Q3: Why were prominent CoT models (Deepseek, GPT O3) not included?
A3:
Table B: https://anonymous.4open.science/r/response_tom-BD87/tableAB.md
Thank you for highlighting CoT models. We initially did not include Deepseek R1 (671B) or GPT O3-mini (released in Jan 2025), due to timing close to the submission due (also in Jan 2025). Additionally, our multimodal ToM tasks prioritize implicit world knowledge and nuanced mental-state reasoning, which differ fundamentally from CoT models' strength in explicit logical reasoning.
Following your valuable suggestion, we conducted new evaluations in Table B, which clearly show the performance ranking:
Our method > Deepseek R1 > GPT O3-mini.
This demonstrates that the core challenge in multimodal ToM tasks is the depth and breadth of implicit mental-state and world knowledge—areas where large pretrained representations excel over logic-specialized CoT models. Further, our cognitive-inspired BIP framework effectively mitigates the overthinking/hallucination pitfalls observed in specialized logical reasoning models. We will include these new results in our revised paper.
Q4: (minor) The setup is sound, but more details on data partitioning and confounding factors would be beneficial.
A4:
We provide some detailed dataset construction, partitioning strategies, and confound mitigation in Sec. 4.1 and App. D. Specifically, following MMToM-QA's setting, the training set is derived from 1,000 procedurally-generated videos annotated with structured sequences (states, goals, beliefs, actions). The test set uses 600 questions derived from other 134 videos, which are entirely disjointed environments and narratives. To enhance clarity, we will add more details to App. D, as well as explicitly reference App. D and the accompanying repository readme file in the revised main paper.
References:
- [1] NVIDIA MLPerf AI Benchmarks. “Llama 2 70B: MLPerf Benchmark.”

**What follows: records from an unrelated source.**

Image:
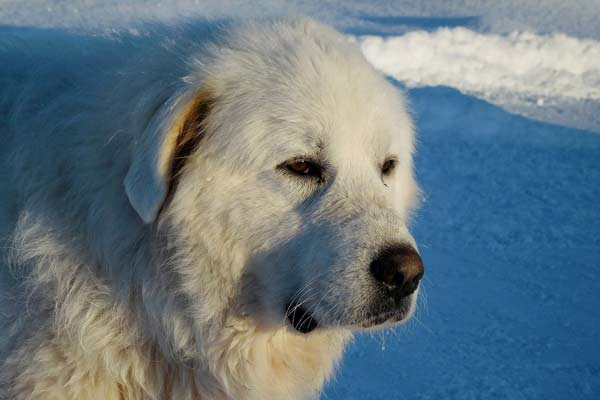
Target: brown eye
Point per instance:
(304, 168)
(388, 166)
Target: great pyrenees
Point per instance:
(200, 212)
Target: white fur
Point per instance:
(123, 290)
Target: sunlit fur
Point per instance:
(128, 283)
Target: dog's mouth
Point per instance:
(301, 319)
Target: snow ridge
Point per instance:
(521, 63)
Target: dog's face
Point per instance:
(300, 187)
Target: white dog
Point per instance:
(205, 212)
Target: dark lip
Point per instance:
(380, 319)
(301, 319)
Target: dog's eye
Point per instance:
(388, 166)
(304, 168)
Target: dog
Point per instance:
(207, 211)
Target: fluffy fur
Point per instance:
(151, 239)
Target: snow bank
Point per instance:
(476, 63)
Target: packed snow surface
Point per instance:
(521, 68)
(509, 227)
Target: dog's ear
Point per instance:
(159, 156)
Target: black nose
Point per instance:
(399, 268)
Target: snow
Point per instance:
(520, 70)
(510, 225)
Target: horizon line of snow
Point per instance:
(522, 63)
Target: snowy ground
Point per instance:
(510, 227)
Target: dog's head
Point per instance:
(286, 174)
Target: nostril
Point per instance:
(400, 268)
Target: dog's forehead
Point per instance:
(307, 91)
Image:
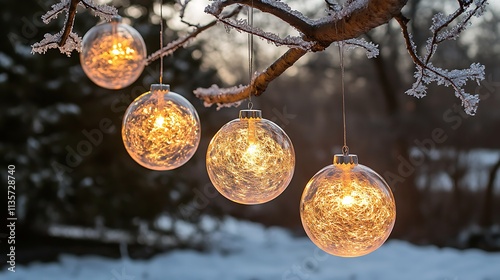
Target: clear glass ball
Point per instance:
(113, 54)
(250, 160)
(161, 129)
(347, 210)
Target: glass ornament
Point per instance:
(250, 160)
(347, 209)
(113, 54)
(161, 129)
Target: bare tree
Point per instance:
(341, 24)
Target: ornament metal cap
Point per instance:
(160, 88)
(116, 18)
(345, 159)
(250, 114)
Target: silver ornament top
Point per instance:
(160, 88)
(345, 159)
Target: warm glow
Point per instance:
(347, 210)
(161, 129)
(250, 160)
(113, 55)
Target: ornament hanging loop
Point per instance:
(345, 150)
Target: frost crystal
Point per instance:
(214, 90)
(442, 30)
(56, 9)
(289, 41)
(73, 42)
(370, 48)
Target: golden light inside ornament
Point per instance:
(161, 129)
(347, 209)
(250, 160)
(113, 54)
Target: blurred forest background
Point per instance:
(443, 165)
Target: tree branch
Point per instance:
(427, 73)
(70, 19)
(275, 8)
(258, 85)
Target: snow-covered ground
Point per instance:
(248, 251)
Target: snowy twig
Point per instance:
(427, 73)
(173, 46)
(289, 41)
(316, 36)
(70, 20)
(370, 48)
(104, 12)
(66, 40)
(276, 8)
(257, 86)
(55, 11)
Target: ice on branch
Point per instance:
(242, 25)
(217, 6)
(446, 27)
(214, 92)
(56, 9)
(104, 12)
(370, 48)
(347, 10)
(66, 40)
(51, 41)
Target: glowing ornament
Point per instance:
(161, 129)
(250, 160)
(347, 209)
(113, 54)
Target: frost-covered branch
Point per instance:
(349, 22)
(66, 40)
(181, 42)
(342, 24)
(427, 73)
(370, 48)
(258, 85)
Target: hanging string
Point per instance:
(345, 148)
(250, 55)
(161, 41)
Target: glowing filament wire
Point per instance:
(250, 160)
(347, 209)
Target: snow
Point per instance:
(245, 251)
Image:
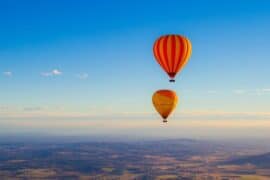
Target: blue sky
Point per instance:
(92, 58)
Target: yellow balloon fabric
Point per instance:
(165, 102)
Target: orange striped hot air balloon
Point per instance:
(172, 52)
(165, 102)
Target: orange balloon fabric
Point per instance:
(172, 52)
(165, 102)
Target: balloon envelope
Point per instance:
(172, 52)
(164, 102)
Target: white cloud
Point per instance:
(262, 91)
(7, 73)
(82, 76)
(239, 91)
(212, 92)
(54, 72)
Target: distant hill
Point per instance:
(261, 161)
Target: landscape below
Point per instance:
(163, 159)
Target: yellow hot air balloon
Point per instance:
(164, 102)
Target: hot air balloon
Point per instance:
(164, 102)
(172, 52)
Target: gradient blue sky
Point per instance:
(101, 55)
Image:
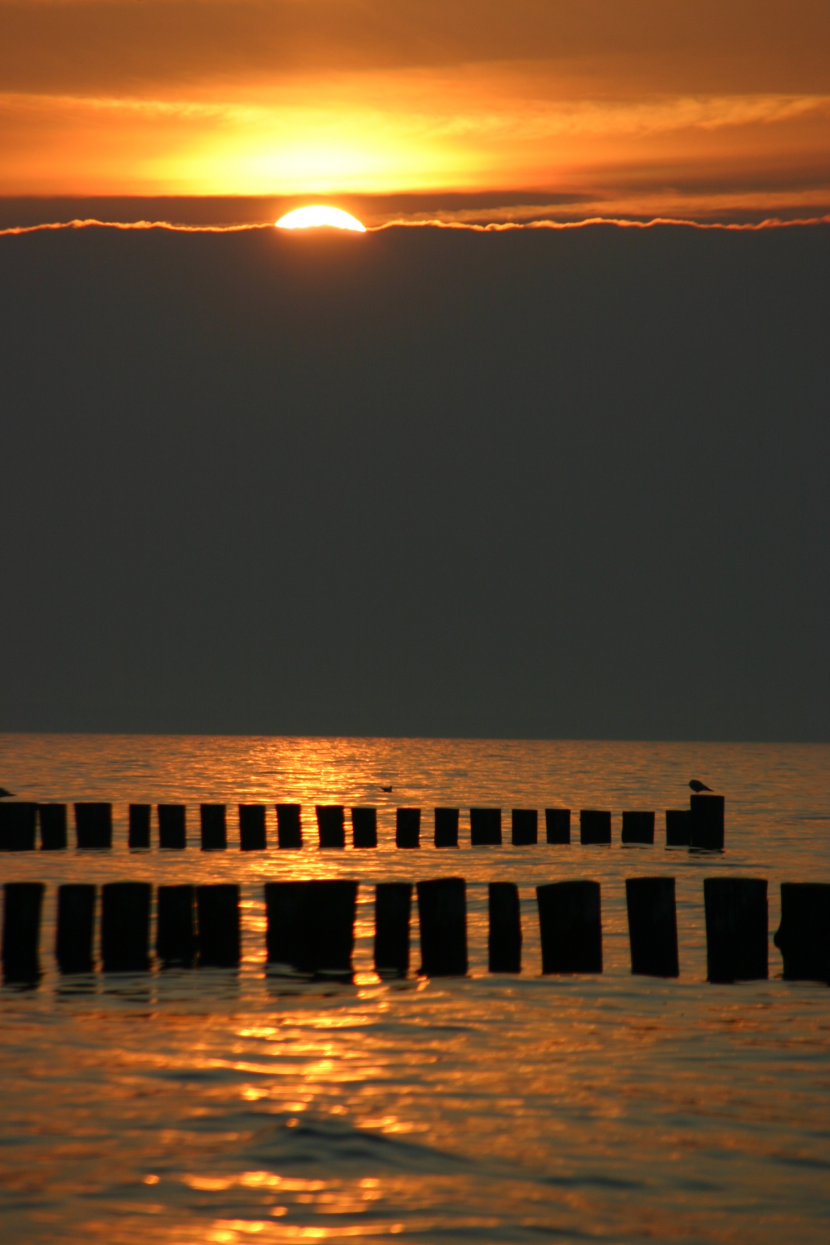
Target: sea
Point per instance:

- [2] NVIDIA Technical Blog. “Boost Llama 3.3 70B Throughput 3x with TensorRT.”
- [3] MuMA-ToM: Multi-modal Multi-Agent Theory of Mind, AAAI-25 (Oral).
The reviewers unanimously found the work to be well-written, the claims supported by strong evidence, and the experimental design sound. The reviewer found the core method (particularly the weak-to-strong guidance which avoids costly fine-tuning of large LLMs while preserving their world knowledge) to be a strong contribution.
Reviewers raised several questions regarding computational cost, generalization beyond tested scenarios, comparison to alternative methods (CoT models, PEFT, full fine-tuning), and the precise contribution of the proposed control mechanism. The authors provided an exceptionally thorough and convincing rebuttal, and the reviewers generally found majority of concerns being resolved.
Given the paper's novelty, technical strength, compelling results (demonstrating state-of-the-art performance and generalization), strong reviewer consensus I strongly recommend acceptance.